Before we get the local news, here’s a plug for Clarence Eckerson’s latest Streetfilms video from Minneapolis, a bicycling paradise. Don’t miss the reference to the fact that no one has been killed while riding a bike in the left one of the Twin Cities in the last two years. That’s a lot closer to the “zero” of Vision Zero than we’ve gotten.
Now, in other news:
- There was lots of carnage over the weekend:
- A hit-and-run driver (or maybe two?) killed a pedestrian in Brooklyn. (NYDN, NY Post)
- A motorcycle rider was killed by a hit-and-run driver on the Williamsburg Bridge. (NY Post)
- A bicyclist who was struck last month on Flatlands Avenue and E. 83rd Street has died of his wounds, the police reported on Sunday. No papers covered it.
- Will Gov. Hochul sign the legislature’s bill banning schools from being built within 500 feet of a highway? (NYDN)
- There’s placard abuse and then there’s handwritten placard abuse. (NY Post)
- How big are the new LinkNYC street poles? So big they can’t even fit in Kevin Duggan’s photo of them! Mark our words — this doesn’t look good. (amNY)
- Gothamist followed last week’s Post story with a deeper dive on the fleet of cars that are carrying air-quality sensors.
- Speaking of following, we were happy to see Stephen Nessen’s Gothamist story about the cop van that was pulled over for the covered plate — which was our top story of the week last week.
- Perhaps such coverage inspired this Daily News editorial against the NYPD’s rampant rule-flouting. Will it be the start of a movement that finally takes on police corruption? (Probably not, given how Mayor Adams keeps reflexively defending cops, as the Post and amNY reported.)
- Speaking of bad cops, they don’t get the punishment they deserve, according to a commission report. (The City)

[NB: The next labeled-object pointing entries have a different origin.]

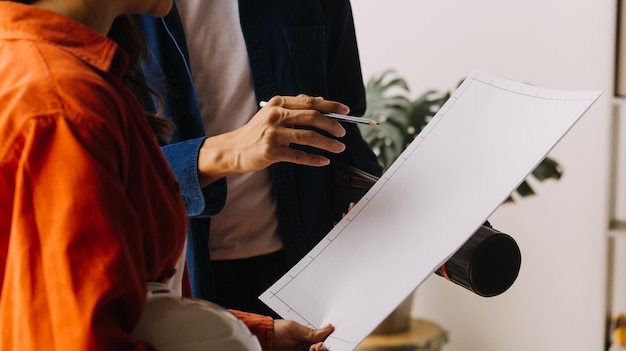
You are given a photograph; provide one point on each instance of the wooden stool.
(422, 335)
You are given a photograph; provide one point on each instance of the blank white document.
(479, 147)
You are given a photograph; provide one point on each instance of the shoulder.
(43, 86)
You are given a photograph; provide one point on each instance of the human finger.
(277, 115)
(306, 102)
(318, 347)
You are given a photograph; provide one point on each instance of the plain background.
(559, 299)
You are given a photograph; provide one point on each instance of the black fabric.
(240, 282)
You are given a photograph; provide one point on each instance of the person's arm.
(200, 199)
(75, 270)
(266, 138)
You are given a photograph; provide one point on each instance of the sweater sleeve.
(261, 326)
(74, 276)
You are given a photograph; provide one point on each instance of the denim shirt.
(293, 47)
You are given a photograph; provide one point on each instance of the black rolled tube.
(487, 264)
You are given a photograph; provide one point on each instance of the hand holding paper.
(482, 143)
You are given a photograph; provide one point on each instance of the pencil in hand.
(343, 118)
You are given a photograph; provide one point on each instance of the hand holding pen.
(267, 137)
(340, 117)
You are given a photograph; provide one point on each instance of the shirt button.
(171, 273)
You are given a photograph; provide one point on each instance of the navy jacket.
(293, 47)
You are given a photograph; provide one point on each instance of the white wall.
(558, 300)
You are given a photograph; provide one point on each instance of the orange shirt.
(89, 210)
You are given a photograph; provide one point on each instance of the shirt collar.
(19, 21)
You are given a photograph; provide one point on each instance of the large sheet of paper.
(479, 147)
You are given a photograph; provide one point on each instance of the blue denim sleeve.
(183, 160)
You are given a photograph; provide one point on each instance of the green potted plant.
(401, 119)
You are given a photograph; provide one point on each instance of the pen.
(345, 118)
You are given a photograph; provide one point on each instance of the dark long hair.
(130, 38)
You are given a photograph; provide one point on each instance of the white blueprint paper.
(479, 147)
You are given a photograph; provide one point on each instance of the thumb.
(322, 333)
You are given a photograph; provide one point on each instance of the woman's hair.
(130, 38)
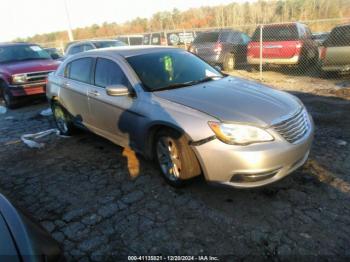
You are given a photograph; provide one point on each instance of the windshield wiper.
(189, 83)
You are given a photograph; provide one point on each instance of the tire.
(327, 74)
(229, 62)
(175, 158)
(63, 120)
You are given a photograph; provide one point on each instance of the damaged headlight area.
(239, 134)
(19, 79)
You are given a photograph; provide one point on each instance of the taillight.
(323, 53)
(218, 48)
(298, 47)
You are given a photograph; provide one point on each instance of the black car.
(226, 47)
(21, 239)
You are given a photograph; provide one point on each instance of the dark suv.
(23, 71)
(226, 47)
(283, 44)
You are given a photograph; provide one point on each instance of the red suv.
(23, 71)
(283, 44)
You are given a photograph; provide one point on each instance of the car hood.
(235, 100)
(21, 67)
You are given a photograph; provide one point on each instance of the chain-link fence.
(315, 49)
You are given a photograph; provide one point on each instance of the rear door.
(279, 41)
(338, 47)
(73, 94)
(106, 110)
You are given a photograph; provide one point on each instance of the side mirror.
(117, 90)
(55, 56)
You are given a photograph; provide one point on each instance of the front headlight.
(19, 79)
(239, 134)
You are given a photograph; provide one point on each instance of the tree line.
(231, 15)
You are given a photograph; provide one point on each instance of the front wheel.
(176, 159)
(62, 119)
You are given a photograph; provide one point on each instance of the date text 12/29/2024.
(173, 258)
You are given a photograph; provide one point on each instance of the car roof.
(15, 44)
(284, 24)
(223, 30)
(127, 51)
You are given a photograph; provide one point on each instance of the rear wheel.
(176, 159)
(62, 119)
(229, 62)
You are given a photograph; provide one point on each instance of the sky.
(22, 18)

- In case you missed it when we did it, here is Patch’s version of the optimism in Park Slope that teachers will give up free parking.
- Speaking of parking, it’s a vicious circle, Transportation Alternatives argued in this blog primer.
- Want to nerd out on congestion pricing? Read about Bogota, Colombia, where it’s done right. (Govtech)
- Finally, Wayne Burkett had the thread of the weekend:
Given that cars in a place like Manhattan are literally orders of magnitude more dangerous, loud, threatening, and intimidating than bikes, what do you think accounts for the fact that some people think cyclists are a much bigger problem?